Qual è la posta??!! (Italia … 2 THE COUNTRY OF MY BIRTH … 0)

Battered in Bari? Pumelled in Puglia? Well, Ci e No.

I don’t know about you but I can never punt against my own team. Tonight that Little Rule of Loyalty cost me some dough. All day, when asked for a genuine prediction about how I felt the game would go, I’d said 2-0 for the Italians.

You always get the kind of diddy who thinks it’s a betrayal to predict your own team will lose. You tend to find these are the folk who’ve spent about 20p total in their entire life on footballl-related activities - they’ve learned their football-supporting techniques from the school playground and never really changed them since because, in reality, they’ve never got more into the game than they were at age 8-and-two-thirds.

For people like you and I - people who don’t like to blow so loud because we LIVE the game and know that it’s far from fun or big or clever to REALLY love club and country FC - we know the only sin is when you start telling your team, from the terraces, DURING THE GAME, that they’re pish or that you think they’ll lose 2-0 to, say, two Luca Toni headers.

I can’t bet against Rangers or Scotland - not because I think objective reasoning dampens the fire of your subjective passions, but because it would confuse the hell out of me during the match itself:

Admitted, I didn’t think about the first goalscorer/correct score double today. I didn’t actually get as far as saying “and I’d take Toni for the first goal” but say I had: After 12 minutes the Id would slowly start to overtake the Super-Ego and I’d be psychologically fucked. The money would be a side issue - I ain’t no big punter (well, I’m BIG as in ” a 20-stone punter” but I don’t BET big … ) - that wouldn’t really be the quandry. It’d be the little Ego inbetween: That part of me which wants to be known as “a guy who really knows his football” would be wrestling with that slightly older part of me, “a total wean who just LOVES to see his team win”.

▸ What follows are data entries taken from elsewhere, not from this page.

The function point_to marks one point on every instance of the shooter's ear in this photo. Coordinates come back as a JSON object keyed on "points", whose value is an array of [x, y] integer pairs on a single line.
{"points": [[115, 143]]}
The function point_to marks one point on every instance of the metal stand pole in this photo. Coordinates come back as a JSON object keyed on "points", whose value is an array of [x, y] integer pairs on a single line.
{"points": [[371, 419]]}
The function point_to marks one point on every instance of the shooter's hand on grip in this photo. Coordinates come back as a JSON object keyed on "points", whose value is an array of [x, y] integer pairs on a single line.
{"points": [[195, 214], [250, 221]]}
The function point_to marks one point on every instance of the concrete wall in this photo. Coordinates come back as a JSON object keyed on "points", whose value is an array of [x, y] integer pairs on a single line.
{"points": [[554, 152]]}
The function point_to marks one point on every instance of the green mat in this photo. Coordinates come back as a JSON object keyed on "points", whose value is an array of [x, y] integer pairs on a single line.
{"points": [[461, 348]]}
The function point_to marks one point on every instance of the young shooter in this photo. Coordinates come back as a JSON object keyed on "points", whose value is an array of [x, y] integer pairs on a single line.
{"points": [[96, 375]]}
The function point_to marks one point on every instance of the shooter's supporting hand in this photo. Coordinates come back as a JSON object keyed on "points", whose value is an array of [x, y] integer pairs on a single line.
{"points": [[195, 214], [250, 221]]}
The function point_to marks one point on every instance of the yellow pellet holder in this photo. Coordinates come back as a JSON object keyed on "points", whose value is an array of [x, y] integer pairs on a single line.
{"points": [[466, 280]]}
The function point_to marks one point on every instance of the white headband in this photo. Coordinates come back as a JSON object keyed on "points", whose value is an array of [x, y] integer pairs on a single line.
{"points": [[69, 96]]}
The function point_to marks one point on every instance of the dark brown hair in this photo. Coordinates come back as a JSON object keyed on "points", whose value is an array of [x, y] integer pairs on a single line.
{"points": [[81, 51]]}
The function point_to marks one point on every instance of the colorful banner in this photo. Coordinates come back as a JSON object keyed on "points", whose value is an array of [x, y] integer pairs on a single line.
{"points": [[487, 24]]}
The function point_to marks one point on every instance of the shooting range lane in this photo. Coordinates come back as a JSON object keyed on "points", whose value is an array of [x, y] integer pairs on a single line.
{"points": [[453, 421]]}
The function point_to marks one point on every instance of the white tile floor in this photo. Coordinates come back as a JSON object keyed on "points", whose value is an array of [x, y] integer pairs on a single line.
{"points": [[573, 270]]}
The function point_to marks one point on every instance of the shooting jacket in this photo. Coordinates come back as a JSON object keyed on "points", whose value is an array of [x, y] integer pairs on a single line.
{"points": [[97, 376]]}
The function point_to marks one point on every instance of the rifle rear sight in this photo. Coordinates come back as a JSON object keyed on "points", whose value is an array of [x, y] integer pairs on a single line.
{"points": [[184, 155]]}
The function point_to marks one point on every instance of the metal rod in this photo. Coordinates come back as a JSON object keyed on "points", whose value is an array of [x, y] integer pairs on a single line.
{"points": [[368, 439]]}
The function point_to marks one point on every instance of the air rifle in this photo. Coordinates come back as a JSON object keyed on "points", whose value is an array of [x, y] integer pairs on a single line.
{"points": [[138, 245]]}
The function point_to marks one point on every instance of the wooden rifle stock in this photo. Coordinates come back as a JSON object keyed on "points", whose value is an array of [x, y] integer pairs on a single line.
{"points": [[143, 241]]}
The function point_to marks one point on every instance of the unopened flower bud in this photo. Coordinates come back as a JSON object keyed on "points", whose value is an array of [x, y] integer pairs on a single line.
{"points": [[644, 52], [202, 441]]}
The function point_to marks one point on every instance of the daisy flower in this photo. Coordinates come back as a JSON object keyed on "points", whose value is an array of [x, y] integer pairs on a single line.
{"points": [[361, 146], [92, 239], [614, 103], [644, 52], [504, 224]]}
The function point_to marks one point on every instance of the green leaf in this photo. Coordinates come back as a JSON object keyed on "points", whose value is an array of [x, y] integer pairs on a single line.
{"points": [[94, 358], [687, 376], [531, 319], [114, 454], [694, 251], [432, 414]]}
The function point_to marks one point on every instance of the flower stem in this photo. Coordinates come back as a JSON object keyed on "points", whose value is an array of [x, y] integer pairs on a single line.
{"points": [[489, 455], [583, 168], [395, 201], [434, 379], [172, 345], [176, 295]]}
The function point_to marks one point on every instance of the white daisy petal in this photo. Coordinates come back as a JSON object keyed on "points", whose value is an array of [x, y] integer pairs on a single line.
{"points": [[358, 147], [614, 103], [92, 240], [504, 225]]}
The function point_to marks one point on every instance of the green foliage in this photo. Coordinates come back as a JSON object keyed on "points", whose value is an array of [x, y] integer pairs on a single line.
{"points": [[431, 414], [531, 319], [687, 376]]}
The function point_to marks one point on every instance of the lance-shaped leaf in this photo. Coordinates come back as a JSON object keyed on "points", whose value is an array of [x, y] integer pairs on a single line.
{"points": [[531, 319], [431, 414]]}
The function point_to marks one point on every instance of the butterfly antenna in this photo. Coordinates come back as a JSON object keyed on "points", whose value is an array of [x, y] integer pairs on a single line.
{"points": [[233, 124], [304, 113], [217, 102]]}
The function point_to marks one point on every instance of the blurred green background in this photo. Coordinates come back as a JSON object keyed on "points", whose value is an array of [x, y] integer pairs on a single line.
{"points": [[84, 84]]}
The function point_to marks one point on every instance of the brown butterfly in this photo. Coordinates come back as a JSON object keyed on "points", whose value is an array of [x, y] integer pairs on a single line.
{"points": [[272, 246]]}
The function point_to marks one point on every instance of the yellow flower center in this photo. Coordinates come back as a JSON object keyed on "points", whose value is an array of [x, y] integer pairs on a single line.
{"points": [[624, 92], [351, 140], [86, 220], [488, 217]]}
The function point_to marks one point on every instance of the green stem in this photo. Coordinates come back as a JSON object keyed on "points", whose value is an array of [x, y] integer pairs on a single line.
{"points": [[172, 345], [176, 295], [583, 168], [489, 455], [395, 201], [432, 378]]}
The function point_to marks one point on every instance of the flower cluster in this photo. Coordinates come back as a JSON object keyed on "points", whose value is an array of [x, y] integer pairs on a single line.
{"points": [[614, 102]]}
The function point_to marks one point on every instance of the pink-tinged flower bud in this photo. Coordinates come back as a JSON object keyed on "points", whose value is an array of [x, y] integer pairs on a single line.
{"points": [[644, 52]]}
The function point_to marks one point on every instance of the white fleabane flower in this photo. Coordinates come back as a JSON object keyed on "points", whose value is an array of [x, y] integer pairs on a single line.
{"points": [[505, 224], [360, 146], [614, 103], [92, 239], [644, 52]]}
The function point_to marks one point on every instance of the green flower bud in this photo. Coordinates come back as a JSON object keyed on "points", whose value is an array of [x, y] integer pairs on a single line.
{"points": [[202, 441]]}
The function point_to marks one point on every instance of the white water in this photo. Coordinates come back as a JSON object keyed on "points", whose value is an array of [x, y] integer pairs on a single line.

But. Really. There was never any danger of Scotland doing anything other than losing tonight.

When Italy beat you 2-0, it’s as good as 1-0 or 10-0. They’re gonna beat you, in Italy, and they’re not worried about how many goals they score to do it because Italy are winning for every minute of the game. They concentrate and work at such a rate that they become the footballing equivelant of a cat escaping a flying human boot: The Italian giocatori have broken life down to such small, workable components that you’ll never catch them - they see every second as a minute, every minute as an hour: This renders their reactions so much quicker coz they can pack so much thought and action into passages of time so small that us Brits and most other peoples can’t even begin to …

OH, FOR FUCK’S SAKE, ECK -

… ITALY ARE MUCH BETTER AT FITBAW THAN US!! Alright??!!

Sorry. Mi Dispiace. That’s all I was trying to say.

Gli Azzurri are the Campioni del Mondo (Sic?). They’re the pyoor official best team on the planet and have been three times before now. Italy have great football in their genes and they have solid defending in their DNA. They also have winning-at-all-costs as a birthright. The game’s shifted to Bari, the Scottish national anthem is slowed to a passion-killing pace and all the usual histrionics - or, as they’re better known, Marco Materazzi - come into play during the game, to add to the general confusion: It looks like Scotland gifted them the first goal but - hey - we don’t know what kind of shit had gone on to screw with the heads of Ferguson or McManus, two excellent players, before they let a six foot, four inch, world class striker walk onto a ball at the front post without his Mammy or Daddy or any kind of babbysitter.

The second goal was the Parmigiano on the risotto alla sbirraglia but, even with Boyd, Miller, Maloney and Beattie on the bobbling Bari pitch, we were never gonna score.

I’d love to see the day where Scotland go to Italy and kick the shit out the home side while also leathering three or four past them but, until that fantasy island day comes to pass, I’ll settle for being joint-top of this suicidally impossible EURO 2008 qualifying Group at the half-way stage. Proud as punch. Other nations have a reputation for surrendering.

And - hey - who knows how well we’d have done if we’d just hung onto Le Guen … oh no, wait a minute - wrong team …

One last thought: Barry Ferguson was the BBC’s Man of the Match. The hopelessly boring Ian McCall (Him and Paul Mitchell??!! What the … ??!! Why??!! The USUAL commentating crime is to impose a level of gravitas, excitability and import on a meaningless lower league game - how can they get away with doing the opposite??!!) said he looked like the only Scot on show who could have played for Italy. If any watching italian clubs agree, could Walter have an extra £8-10Million in the coffers this summer??!!